No doubt, the father has been presumed by the statute generally to be better fitted to look after the children-being normally the earning member and head of the family-but the Court has in each case to see primarily to the welfare of the children in determining the question of their custody, in the background of all the relevant facts having a bearing on their health, maintenance and education. The family is normally the heart of our society and for a balanced and healthy growth of children it is highly desirable that they get their due share of affection and care from both the parents in their normal parental home. Where, however, family dissolution due to some unavoidable circumstances becomes necessary the Court has to come to a judicial decision on the question of the welfare of the children on a full consideration of all the relevant circumstances.

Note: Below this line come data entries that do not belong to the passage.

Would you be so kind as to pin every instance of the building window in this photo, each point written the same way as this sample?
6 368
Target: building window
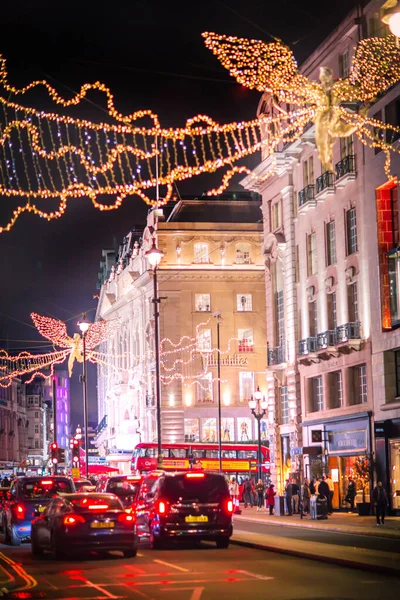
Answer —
313 318
202 302
317 402
201 253
205 389
352 295
280 318
277 216
284 405
245 340
311 253
344 65
246 385
308 172
351 230
335 389
243 254
358 382
204 340
244 302
330 243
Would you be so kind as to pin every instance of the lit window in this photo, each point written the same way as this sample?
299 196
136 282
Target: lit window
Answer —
202 302
201 253
243 254
204 340
312 253
246 340
351 229
244 302
246 385
330 243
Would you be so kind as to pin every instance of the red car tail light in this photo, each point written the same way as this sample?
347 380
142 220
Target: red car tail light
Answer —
19 511
73 519
126 518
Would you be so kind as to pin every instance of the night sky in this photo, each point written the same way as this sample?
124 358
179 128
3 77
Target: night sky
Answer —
151 55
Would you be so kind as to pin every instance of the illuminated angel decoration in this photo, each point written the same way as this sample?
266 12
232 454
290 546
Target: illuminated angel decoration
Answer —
272 68
70 348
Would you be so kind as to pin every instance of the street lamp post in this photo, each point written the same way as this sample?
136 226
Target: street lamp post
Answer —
84 326
154 256
258 405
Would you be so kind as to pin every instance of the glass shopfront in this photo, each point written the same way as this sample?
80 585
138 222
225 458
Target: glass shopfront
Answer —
394 464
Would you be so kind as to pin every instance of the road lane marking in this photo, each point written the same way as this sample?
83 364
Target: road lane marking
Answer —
255 575
162 562
197 591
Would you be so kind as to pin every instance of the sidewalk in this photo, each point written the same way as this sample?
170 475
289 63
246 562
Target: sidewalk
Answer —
339 522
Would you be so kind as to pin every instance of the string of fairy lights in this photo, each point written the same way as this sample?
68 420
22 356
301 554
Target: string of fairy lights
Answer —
46 158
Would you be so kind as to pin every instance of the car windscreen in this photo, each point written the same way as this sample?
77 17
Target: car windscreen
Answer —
209 489
95 503
45 489
123 488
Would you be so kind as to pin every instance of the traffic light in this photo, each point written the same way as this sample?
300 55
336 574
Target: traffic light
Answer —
74 445
54 453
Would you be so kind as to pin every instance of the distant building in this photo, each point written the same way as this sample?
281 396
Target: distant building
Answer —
212 263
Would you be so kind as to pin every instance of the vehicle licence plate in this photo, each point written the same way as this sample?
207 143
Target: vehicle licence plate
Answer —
102 525
199 519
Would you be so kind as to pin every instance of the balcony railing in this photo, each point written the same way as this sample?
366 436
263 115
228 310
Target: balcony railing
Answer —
308 345
348 331
346 166
324 181
276 356
307 194
326 339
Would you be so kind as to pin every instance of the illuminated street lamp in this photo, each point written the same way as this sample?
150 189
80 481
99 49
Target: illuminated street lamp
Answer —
391 16
154 256
84 326
258 405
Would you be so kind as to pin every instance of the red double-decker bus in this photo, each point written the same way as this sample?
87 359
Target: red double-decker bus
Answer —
237 459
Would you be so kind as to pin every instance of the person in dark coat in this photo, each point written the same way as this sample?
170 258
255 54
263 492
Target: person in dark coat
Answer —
288 496
351 493
380 500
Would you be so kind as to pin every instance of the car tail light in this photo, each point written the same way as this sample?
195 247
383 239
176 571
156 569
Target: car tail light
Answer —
73 519
126 518
19 511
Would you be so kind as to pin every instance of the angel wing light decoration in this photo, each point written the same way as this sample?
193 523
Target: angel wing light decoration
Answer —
272 68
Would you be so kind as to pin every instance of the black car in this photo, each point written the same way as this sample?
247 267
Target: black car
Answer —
126 487
185 505
26 497
77 522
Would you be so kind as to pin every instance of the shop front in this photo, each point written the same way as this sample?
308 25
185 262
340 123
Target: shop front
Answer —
345 453
387 449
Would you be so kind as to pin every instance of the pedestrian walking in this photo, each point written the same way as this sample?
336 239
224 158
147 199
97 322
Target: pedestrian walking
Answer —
305 496
270 498
380 500
295 497
288 496
260 491
247 493
331 493
351 493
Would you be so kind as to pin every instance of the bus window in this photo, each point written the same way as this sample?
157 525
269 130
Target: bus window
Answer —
199 453
228 453
245 454
212 454
177 453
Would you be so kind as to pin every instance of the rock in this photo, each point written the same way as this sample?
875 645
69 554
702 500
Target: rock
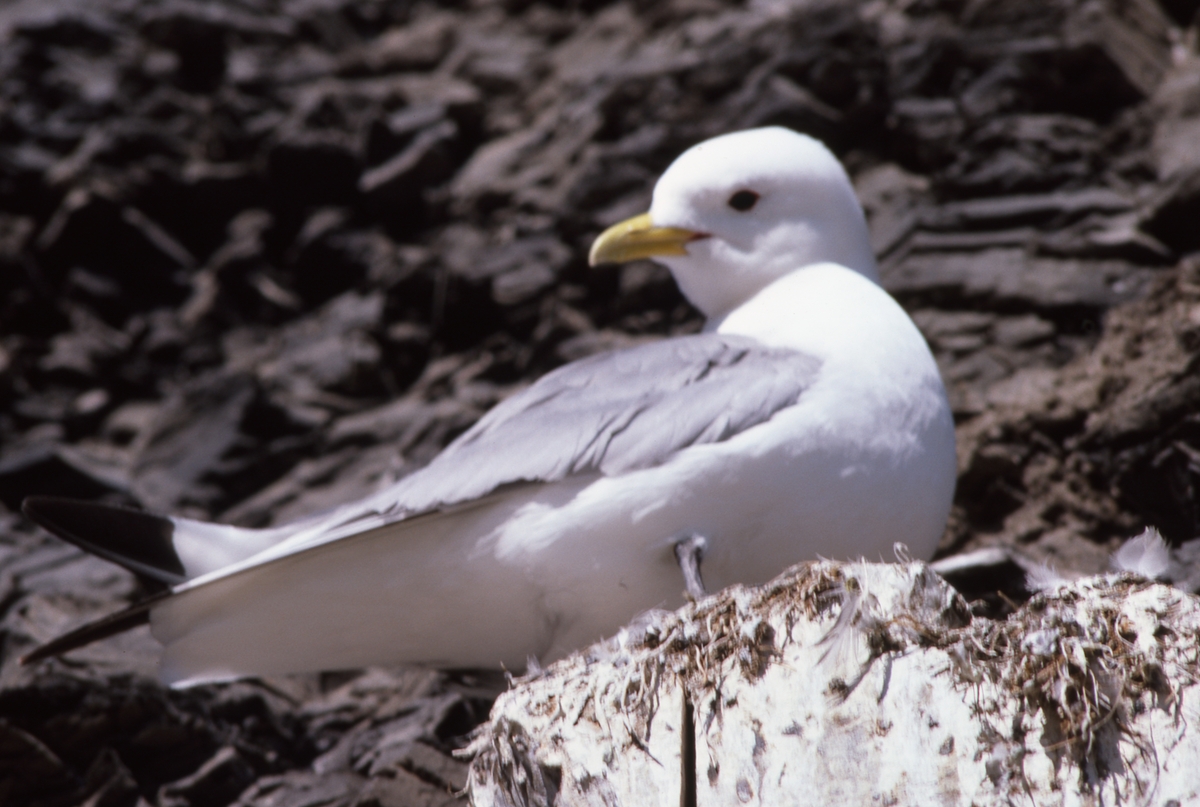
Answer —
214 784
855 683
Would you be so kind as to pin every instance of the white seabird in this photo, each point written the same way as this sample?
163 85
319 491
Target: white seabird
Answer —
808 419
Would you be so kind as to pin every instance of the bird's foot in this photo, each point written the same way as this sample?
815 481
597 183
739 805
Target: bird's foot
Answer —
689 551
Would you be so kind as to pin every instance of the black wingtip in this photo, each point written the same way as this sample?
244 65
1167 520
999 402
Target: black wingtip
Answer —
102 628
141 542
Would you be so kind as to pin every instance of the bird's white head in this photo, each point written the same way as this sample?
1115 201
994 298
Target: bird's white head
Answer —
736 213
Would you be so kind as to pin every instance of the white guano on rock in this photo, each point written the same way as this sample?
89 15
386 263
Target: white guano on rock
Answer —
859 683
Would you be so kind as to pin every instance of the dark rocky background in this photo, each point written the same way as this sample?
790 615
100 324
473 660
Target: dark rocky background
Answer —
262 256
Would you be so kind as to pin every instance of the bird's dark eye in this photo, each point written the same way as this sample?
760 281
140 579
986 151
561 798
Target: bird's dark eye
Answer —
743 201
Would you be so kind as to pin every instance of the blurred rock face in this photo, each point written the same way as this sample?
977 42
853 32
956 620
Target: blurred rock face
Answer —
258 257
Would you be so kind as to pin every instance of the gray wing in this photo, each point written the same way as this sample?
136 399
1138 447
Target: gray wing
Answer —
613 412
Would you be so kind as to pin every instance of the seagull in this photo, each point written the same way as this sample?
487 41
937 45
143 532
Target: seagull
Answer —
807 419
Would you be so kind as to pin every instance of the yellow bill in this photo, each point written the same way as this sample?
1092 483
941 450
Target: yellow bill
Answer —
639 238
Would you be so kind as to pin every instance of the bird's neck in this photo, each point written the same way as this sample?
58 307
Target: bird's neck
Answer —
825 310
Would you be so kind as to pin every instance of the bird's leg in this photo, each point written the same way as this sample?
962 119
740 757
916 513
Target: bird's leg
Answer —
689 551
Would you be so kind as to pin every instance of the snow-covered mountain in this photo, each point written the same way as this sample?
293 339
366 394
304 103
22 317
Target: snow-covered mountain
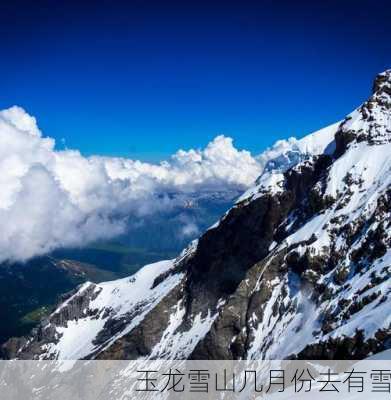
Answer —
299 267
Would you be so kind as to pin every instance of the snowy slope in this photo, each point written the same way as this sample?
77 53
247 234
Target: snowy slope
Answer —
299 267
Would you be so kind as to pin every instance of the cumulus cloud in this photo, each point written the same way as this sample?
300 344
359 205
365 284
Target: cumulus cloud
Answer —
53 199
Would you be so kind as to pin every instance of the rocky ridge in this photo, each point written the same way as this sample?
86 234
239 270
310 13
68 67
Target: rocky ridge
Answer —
299 268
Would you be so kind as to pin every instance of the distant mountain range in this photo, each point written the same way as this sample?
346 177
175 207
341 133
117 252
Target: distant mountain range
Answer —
299 267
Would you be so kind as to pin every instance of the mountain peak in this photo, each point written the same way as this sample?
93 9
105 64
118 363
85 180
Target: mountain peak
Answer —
382 82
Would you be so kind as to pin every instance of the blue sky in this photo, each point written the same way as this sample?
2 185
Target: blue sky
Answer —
143 78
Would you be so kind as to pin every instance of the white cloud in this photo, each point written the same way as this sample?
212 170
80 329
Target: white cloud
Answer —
51 199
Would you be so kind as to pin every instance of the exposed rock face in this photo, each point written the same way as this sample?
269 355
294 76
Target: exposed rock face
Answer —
299 268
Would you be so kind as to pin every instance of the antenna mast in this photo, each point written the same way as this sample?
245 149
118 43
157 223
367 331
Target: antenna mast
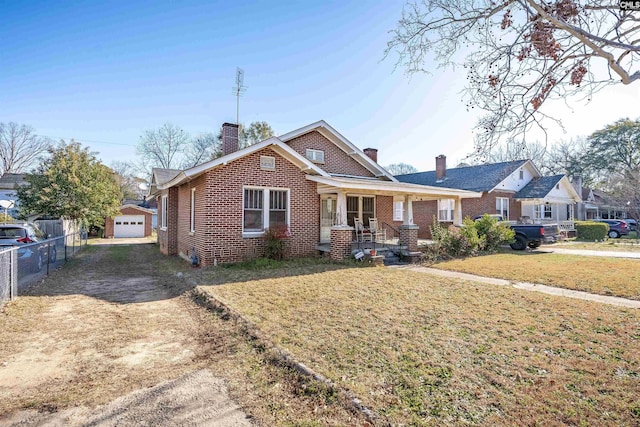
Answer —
238 90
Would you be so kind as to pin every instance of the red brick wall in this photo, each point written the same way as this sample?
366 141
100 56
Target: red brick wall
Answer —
423 212
109 222
219 194
335 160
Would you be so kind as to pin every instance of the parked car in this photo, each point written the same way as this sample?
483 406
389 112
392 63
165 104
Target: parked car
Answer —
33 249
617 227
632 223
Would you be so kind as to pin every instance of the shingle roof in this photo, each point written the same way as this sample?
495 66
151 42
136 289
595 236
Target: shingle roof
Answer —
538 188
473 178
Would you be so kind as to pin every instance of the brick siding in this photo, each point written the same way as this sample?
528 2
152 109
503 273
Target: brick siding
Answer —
335 160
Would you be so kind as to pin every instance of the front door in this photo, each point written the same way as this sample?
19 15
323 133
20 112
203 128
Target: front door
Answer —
327 217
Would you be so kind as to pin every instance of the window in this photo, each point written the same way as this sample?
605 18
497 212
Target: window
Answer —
256 217
542 212
445 209
163 224
362 207
192 215
502 207
398 211
316 156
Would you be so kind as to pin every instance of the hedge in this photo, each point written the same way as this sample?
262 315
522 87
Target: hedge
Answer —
591 231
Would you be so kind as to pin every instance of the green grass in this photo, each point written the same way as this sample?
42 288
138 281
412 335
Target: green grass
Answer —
598 275
424 350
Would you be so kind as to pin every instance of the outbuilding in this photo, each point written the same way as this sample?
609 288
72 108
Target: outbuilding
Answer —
133 221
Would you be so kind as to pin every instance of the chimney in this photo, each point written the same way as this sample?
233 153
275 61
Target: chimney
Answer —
229 138
441 167
372 153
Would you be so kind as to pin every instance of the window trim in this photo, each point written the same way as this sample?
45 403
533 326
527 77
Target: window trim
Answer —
192 212
266 191
451 211
164 208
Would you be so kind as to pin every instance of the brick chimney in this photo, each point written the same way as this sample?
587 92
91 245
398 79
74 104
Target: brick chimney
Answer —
441 167
372 153
229 138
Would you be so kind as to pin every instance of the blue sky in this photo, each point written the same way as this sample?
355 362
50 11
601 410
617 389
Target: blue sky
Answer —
104 72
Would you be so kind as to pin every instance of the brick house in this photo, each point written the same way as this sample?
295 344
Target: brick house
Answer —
313 180
516 190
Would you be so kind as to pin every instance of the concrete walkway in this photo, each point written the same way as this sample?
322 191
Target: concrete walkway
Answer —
585 252
622 302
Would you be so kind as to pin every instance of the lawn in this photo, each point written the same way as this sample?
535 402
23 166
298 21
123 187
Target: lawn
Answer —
425 350
598 275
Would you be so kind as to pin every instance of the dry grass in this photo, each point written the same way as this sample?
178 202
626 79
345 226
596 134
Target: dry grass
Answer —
422 350
598 275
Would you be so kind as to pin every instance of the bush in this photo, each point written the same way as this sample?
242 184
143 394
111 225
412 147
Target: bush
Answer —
591 231
274 241
495 233
474 237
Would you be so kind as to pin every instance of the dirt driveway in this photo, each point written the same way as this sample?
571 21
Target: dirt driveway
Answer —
109 340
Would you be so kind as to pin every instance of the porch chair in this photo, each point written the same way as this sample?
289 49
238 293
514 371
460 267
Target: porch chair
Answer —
379 234
362 234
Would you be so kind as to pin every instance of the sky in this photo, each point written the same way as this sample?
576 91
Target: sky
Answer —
104 72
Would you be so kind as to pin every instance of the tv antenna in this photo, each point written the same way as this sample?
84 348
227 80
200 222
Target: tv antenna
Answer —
238 90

Merely because the father loves his children and is not shown to be otherwise undesirable cannot necessarily lead to the conclusion that the welfare of the children would be better promoted by granting their custody to him as against the wife who .nay also be equally affectionate towards her children and otherwise equally free from blemish, and, who, in addition, because of her profession and financial resources, may be in a position to guarantee better health, education and maintenance for them. The children are not mere chattels: nor are they mere playthings for their parents. Absolute right of parents over the destinies and the lives of their children has, in the modern changed social conditions; yielded to the considerations of their welfare as human beings so that they may grow up in a normal balanced manner to be useful members of the society and the guardian Court in case of a dispute between, the mother and the father, is expected to strike a just and proper balance between the requirements of welfare of the minor children and the rights of their respective parents over them.

In my opinion, the aforesaid facts and circumstances leave no option to the Court but to hold that the welfare of the child consists in his being allowed to remain in the custody of his mother. On the basis of the material on record, no other conclusion is possible. 11.

10. The appeal, therefore, succeeds, the order passed by the learned trial Judge is set aside. The application made by the father through his sister claiming the custody of the child will stand rejected with costs throughout.